After the flat out action of the previous volume, Mochizuki spends more time on character moments here, Hiba smouldering as some smarmy high school student chats up Iko in the coffee bar. As the sample art shows, that leads to some very different looking scenes for Wild 7, and perhaps not what readers have come to expect. The design of that final panel, though, is exquisite, all the detail we’re accustomed to for the bike, accompanied by stunning use of shadow and silhouette, topped off with the round panel composition, but cut off to provide some edges. Against the possible romance, Mochizuki hangs the threat of a hijacked plane, but what can seven bikers do about that? After the way they’ve been betrayed, can they even trust Kusanami again?

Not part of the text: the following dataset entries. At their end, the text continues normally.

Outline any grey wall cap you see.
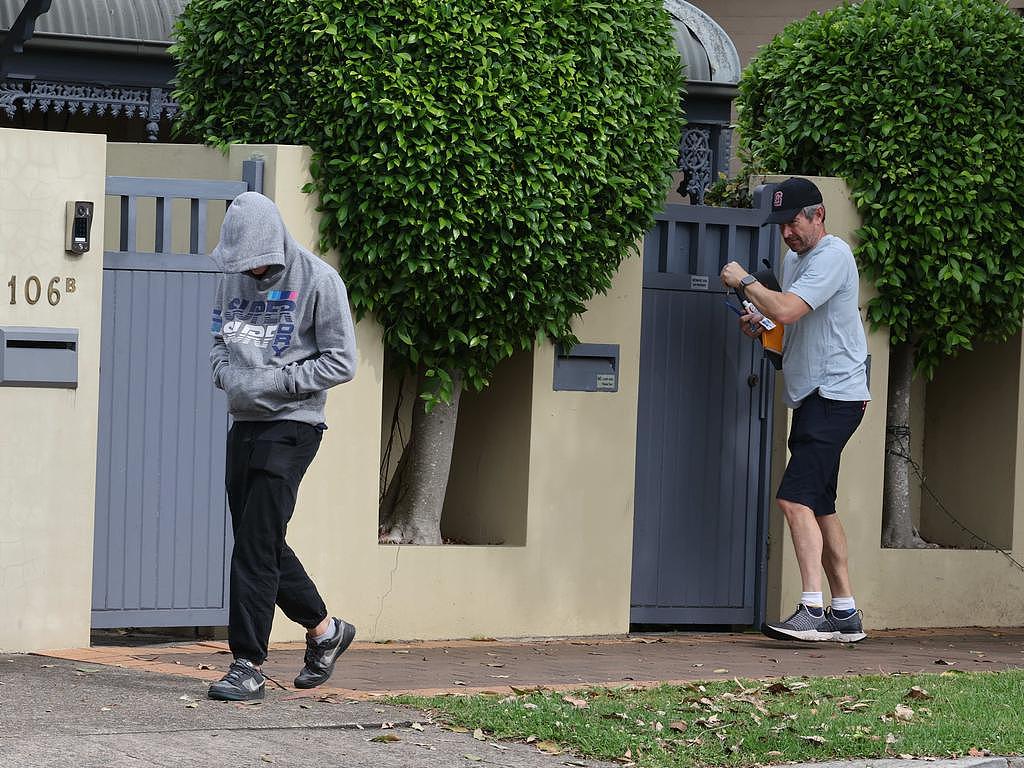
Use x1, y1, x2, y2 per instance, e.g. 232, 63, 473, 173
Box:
663, 0, 741, 84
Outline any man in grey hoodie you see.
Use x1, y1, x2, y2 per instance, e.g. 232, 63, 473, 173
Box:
206, 192, 357, 701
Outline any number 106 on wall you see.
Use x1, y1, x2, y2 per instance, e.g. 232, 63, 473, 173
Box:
7, 275, 77, 306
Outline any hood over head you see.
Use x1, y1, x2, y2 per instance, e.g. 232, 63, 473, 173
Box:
211, 191, 300, 273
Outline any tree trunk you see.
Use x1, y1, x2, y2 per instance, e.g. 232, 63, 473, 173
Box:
882, 340, 935, 548
378, 370, 463, 544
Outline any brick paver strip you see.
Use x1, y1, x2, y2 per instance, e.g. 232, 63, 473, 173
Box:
36, 627, 1024, 700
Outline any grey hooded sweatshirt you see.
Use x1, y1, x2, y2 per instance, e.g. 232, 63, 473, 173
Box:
209, 192, 356, 426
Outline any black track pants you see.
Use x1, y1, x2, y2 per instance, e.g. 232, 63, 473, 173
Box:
225, 420, 327, 665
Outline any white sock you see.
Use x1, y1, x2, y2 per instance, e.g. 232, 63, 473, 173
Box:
831, 596, 856, 613
801, 592, 824, 610
313, 618, 337, 644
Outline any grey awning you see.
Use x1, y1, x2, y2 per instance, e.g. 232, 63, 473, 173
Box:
0, 0, 184, 45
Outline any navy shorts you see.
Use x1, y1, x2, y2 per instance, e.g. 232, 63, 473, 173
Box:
776, 390, 866, 517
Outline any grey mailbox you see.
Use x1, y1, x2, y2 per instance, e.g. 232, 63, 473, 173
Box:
553, 343, 619, 392
0, 326, 79, 388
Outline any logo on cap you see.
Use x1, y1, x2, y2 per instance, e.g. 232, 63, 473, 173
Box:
773, 190, 784, 208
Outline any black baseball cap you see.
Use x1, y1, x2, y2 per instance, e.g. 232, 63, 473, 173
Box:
766, 177, 823, 223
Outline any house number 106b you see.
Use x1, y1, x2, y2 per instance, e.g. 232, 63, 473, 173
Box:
7, 275, 77, 306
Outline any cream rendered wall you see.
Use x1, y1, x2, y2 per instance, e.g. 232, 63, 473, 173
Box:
0, 129, 106, 652
766, 176, 1024, 628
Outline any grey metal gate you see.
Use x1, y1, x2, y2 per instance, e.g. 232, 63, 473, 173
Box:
91, 169, 258, 628
631, 187, 778, 626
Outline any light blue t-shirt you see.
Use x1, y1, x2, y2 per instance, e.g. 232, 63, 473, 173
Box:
781, 234, 871, 408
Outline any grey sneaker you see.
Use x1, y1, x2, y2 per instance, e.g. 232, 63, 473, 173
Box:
208, 658, 265, 701
762, 604, 832, 642
826, 608, 867, 643
293, 617, 356, 689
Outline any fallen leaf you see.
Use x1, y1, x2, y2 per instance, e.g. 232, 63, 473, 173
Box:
298, 703, 311, 710
799, 735, 827, 745
562, 695, 589, 709
713, 668, 729, 674
906, 686, 931, 700
934, 659, 956, 666
489, 743, 509, 751
473, 728, 486, 741
765, 682, 791, 694
526, 735, 537, 743
260, 756, 274, 764
485, 663, 505, 668
453, 680, 468, 686
536, 740, 563, 755
411, 722, 424, 731
523, 702, 538, 710
669, 721, 687, 733
463, 754, 483, 762
39, 664, 56, 669
511, 685, 546, 695
197, 664, 215, 671
895, 705, 915, 722
767, 751, 783, 757
885, 733, 898, 746
899, 754, 916, 760
969, 748, 993, 757
370, 734, 401, 743
636, 638, 664, 644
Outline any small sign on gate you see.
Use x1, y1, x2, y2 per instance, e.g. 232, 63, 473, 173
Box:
689, 275, 709, 290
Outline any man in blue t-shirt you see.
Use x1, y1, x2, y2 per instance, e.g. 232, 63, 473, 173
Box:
721, 177, 870, 643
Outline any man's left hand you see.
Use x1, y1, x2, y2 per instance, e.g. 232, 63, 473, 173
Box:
720, 261, 749, 289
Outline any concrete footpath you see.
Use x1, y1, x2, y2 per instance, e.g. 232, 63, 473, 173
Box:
1, 627, 1022, 767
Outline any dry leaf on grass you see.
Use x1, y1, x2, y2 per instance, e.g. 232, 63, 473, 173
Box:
536, 740, 563, 755
906, 686, 931, 700
799, 735, 827, 745
895, 704, 915, 722
969, 748, 993, 757
669, 721, 688, 733
473, 728, 486, 741
562, 695, 589, 709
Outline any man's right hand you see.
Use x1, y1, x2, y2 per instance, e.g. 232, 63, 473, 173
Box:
739, 312, 763, 339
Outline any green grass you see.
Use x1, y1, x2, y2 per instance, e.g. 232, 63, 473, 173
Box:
391, 670, 1024, 767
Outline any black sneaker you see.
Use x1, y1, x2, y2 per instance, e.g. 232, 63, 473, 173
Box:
208, 658, 265, 701
294, 617, 356, 689
825, 607, 867, 643
762, 603, 832, 642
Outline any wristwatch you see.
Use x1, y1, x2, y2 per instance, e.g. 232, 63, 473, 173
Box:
740, 274, 758, 287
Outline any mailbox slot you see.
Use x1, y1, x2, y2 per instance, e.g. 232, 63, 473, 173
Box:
553, 343, 619, 392
0, 326, 79, 388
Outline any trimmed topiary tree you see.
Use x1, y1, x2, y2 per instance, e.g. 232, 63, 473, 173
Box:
172, 0, 684, 543
735, 0, 1024, 547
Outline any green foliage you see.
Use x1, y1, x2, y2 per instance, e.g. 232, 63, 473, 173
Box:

Readers may also have their doubts that seven guys on bikes are going to have any effect when it comes to planes, and the truth is we don’t find out as that’s a battle for Part 2. Mochizuki sets way too much other stuff in motion, so the hijacking is merely the highest level of tension generator. It comes into its own in the final chapter, when Mochizuki takes a strange step into the real world politics of the 1970s. Japan doesn’t have a great relationship with other countries in the region, much to do with resentment over World War II atrocities, and Mochizuki has the hijacked plane land in a well armed country with which Japan has no diplomatic relations. That takes us into The Rule of Kidnapping Part 2.
The five chapters here form a step away from the content expected of Wild 7, with actual motorcycle action minimised. With the new emphasis on the romantic subplot, this is nearer the cinema action thriller, or at least the opening act, still very good and wonderfully drawn, but different. How good it is eventually depends on the conclusion.